It was contended that out of a variety of activities that could be called agricultural activities in a wider sense, only horticulture activities had been singled out for a hostile treatment impermissible under Article 14 of the constitution. Alternatively it was urged that even if horticulture activities could be classified differently from other agricultural activities yet, the same could not be placed along side or grouped together with the commercial activities like Hotels, Clubs, cinemas etc. , which had absolutely no similarity or affinity with the activity undertaken by the petitioner. ( 7 ) BEFORE dealing with the merits of the submissions made by Mr. Hegde, it is necessary to preface any discussion on the subject relating to classification made by the Legislature or a legislative body like the Board in matters involving fiscal measures. While it is true that classifications made for the purposes of fiscal legislations or the like are not totally immune from a challenge on the ground of discrimination opposed to article 14, yet the Courts have conceded in favour of the legislature or bodies discharging any legislative functions dealing with classifications for fiscal purposes the widest latitude. That is so because of the inherently complex and difficult task of bringing about classifications which may be in all situations, free from any criticism. "the Court must be aware of its own remoteness and incapacity to inform itself fully about the peculiarities of a situation. In utilities tax and economic regulation cases there are good reasons for judicial self restraint if not, official difference to legislative judgment" said the supreme Court in Ambica Mill's case, supra. "merely because a tax falls more heavily on some in the same category is not by itself a ground to render the law invalid. It is only when within the range of its selection the law operates unequally and cannot be justified on the basis of a valid classification that there would be a violation of Article 14" declared the Supreme Court in income Tax Officer, Shillong and Another v N. Takin Roy rymbai. The legal position was succinctly summed up by venkatachalia J. , as his lordship then was in P. M. Ashwathanarayana Setty's case, supra, speaking for the Court he observed:"the problem is indeed, a complex one nor free from its own peculiar difficulties.

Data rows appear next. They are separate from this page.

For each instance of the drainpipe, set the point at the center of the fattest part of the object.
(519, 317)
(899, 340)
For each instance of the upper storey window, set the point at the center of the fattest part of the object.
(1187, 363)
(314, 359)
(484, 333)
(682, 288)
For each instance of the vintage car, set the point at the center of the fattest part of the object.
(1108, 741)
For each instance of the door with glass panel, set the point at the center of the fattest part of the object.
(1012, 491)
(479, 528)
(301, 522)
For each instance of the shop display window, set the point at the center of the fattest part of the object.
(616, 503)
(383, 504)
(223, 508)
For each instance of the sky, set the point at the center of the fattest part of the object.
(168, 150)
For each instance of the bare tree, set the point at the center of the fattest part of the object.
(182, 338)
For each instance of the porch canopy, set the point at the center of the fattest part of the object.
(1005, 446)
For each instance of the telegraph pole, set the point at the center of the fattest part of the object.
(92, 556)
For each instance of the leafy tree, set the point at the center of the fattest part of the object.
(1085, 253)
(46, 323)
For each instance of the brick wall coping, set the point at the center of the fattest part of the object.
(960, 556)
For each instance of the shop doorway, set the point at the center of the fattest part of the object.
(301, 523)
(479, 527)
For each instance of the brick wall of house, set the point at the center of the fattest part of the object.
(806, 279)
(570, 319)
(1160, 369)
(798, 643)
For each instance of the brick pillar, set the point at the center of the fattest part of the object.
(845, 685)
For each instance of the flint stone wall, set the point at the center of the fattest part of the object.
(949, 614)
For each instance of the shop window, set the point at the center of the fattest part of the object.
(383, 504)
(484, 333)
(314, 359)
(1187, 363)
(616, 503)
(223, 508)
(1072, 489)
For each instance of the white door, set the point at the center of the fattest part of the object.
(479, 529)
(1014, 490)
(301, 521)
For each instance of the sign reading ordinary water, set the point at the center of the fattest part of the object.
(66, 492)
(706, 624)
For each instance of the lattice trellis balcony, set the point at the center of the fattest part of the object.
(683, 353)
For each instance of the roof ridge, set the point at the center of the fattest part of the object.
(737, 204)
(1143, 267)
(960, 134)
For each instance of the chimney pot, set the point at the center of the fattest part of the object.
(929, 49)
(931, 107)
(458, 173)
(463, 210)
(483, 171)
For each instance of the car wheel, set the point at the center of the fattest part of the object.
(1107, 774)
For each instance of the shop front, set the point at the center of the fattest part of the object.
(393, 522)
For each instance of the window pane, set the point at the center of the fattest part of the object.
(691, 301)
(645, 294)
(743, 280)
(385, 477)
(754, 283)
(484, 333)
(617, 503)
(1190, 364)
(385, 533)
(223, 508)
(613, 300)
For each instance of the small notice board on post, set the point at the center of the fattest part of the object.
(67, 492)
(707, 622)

The legal position was succinctly summed up by venkatachalia J. , as his lordship then was in P. M. Ashwathanarayana Setty's case, supra, speaking for the Court he observed:"the problem is indeed, a complex one nor free from its own peculiar difficulties. Though other legislative measures dealing with economic regulation are not outside article 14, it is well-recognised that the State enjoys the widest latitude where measures of economic regulation are concerned. These measures for fiscal and economic regulation involve an evaluation of diverse and quite often conflicting economic criteria and adjustment and balancing of various conflicting social and economic values and interests. It is for the State to decide what economic and social policy it should pursue and what discriminations advance those special and economic policies. In view of the inherent complexity of those fiscal adjustments, Courts give a large discretion to the legislature in the matter of its preferences of economic and social policies and effectuate the chosen system in all possible and reasonable ways. If two or more methods of adjustments of an economic measure are available, the legislative preference in favour of one of them cannot be questioned on the ground of lack of legislative wisdom or that the method adopted is not the best or that there were better ways of adjusting the competing interests claims. The legislature possesses the greatest freedom in such areas. The analogy of principles of the burden of tax may not also be inapposite in dealing with the validity of the distribution of the burden of a 'fee' as well". Let us now turn to the case at hand. Shorn of rhetoric and legal embroidery the case of the petitioner is that horticultural activities undertaken by it which it prefers to call Agro horticultural activities are in no way different from the agricultural activities and would fall within the embrace of the later in its wider meaning. Stated differently the argument advanced is that if horticulture is a part of agriculture, it is impermissible to sub classify the activities for purposes of charging the power Tariff, and any such subclassification made would fall foul of the constitutional pledge of equality. The contention urged must fail for two distinct reasons.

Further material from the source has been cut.